I tensed. “I’m—oh, uh—sorry, Dr. Lyle.” Twenty minutes into the rotation and I was already a bumbling nincompoop.
“I guess it was just, you know, a reflex. I was concentrating on her breath sounds. You know, trying to—”
“You can do that on your time. Not when I’m making rounds.”
“Yes. I’m sorry.” I knew the paramilitary drill: Short answers invite the least reprisal.

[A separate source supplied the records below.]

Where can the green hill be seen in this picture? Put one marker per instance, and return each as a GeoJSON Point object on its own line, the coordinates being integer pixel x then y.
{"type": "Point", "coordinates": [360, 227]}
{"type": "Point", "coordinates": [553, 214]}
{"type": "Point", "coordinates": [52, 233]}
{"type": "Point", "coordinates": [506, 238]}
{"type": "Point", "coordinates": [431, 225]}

I spent the next few days being brief and to the point, and trying to do what a good medical resident is supposed to do: Know at any given instant precisely what the professor is thinking despite the absence of discernible clues. I saw all the patients in clinic and in the hospital ahead of her and then presented the history and physical findings with my own speculative assessment and treatment plan. She would nod or frown, prod, ask leading guess-what-I’m-thinking kinds of questions, and correct or sometimes completely ignore, probably out of sympathy, my diagnoses and plans.